IS 一夏がいない   作:稲穂焼き

31 / 87
三十話

 今日もきっといい朝だろう。クローゼットの扉の隙間から、微かに光が入り込んでいるからそう判断した。

 上半身だけ起こして、枕元にある携帯で時間を確認。いつもと変わらぬ朝の六時だ。

 ジャージを脱いで制服に腕を通したり足を通す。

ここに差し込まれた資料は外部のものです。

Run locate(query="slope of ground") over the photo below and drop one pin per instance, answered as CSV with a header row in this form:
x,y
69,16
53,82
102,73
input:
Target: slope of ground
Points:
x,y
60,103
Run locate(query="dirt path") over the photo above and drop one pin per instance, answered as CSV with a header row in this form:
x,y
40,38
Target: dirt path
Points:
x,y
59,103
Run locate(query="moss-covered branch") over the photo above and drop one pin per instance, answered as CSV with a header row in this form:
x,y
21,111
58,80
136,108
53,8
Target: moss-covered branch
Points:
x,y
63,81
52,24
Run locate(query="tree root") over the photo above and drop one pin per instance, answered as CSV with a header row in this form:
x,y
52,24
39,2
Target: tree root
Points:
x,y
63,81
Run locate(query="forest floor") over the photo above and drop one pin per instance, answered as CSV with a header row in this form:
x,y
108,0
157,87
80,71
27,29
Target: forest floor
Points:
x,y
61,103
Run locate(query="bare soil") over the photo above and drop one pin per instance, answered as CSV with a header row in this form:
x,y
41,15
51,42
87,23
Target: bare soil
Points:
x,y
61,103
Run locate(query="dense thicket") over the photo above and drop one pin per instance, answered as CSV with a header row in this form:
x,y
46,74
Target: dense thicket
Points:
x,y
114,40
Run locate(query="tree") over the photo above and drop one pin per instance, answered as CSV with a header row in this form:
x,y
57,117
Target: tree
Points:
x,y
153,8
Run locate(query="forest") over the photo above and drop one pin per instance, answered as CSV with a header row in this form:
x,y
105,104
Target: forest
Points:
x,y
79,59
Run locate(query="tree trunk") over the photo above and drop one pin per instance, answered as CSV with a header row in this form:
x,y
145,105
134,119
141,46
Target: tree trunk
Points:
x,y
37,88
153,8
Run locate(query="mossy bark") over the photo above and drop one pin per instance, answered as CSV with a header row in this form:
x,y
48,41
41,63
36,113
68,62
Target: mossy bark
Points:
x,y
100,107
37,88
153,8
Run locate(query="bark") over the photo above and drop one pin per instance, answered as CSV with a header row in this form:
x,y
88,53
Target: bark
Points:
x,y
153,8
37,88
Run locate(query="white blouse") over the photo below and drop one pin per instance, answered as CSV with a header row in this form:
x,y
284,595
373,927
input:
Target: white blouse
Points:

やっぱりクローゼット楽だわ。床は程良く広くて、空間は程良く狭い。引きこもるには絶好の穴場的な? 穴場では無いけど。

 

 扉に耳を当てて部屋の内部の気配を探り、二人がお着替え中か確認。気配とかよくわかんないからわからん。まぁ、時間的には問題無いだろう。二人が着替える場所は脱衣所だし。俺がいるからね。見られたいならその場でご自由にどうぞ。

 

 片膝立てて扉をゆっくり開けると、目の前に制服姿のラウラがいた。

 

(え?)

 

(やぁ、おはよう姫。昨夜はいい夜だったかな?)

 満面の笑みで朝の挨拶。 ちょっと待って! どうやってこの部屋に入ってきたの? いや、何かそういう訓練でも受けたんだろう。軍人だし。でも日常的に使っちゃいけないタイプなはず。

 

(おはようラウラ。もちろんいつもと変わらないさ)

 俺は笑顔で冷静に対処した。別に幽霊とかじゃないから平気だもん。日が昇ってるから全く怖くないし。もしこれが夜ならヤバかった。

 

(入ってもいいか?)

 

(まぁ、別に)

 俺は音を発てないよう静かに後退して、ラウラをクローゼットの中に入れた。そして扉を閉める。

 

(で、何用?)

 俺は胡座で布団に座って壁に背も任せながら、立ったままのラウラに問う。

 

(いや、ただのお宅訪問なだけだ)

 ラウラはクローゼット内を、キョロキョロ見回している。

 

(そうか)

 この状況で何て言葉を返せば良いのかわからず、少しだけ戸惑ったが一言頷いておいた。

 

(いい隠れ家だな)

 ラウラは腕を組んでから頷き、そのまま背を向けてから俺の足の上に座る。おい、この場で楽にしろと許した覚えは無いよ。かまへんかまへん。

 

(ここは暗くて狭くて、敵が一方向にしか現れないから落ち着く。今度から私もクローゼットを使うか……)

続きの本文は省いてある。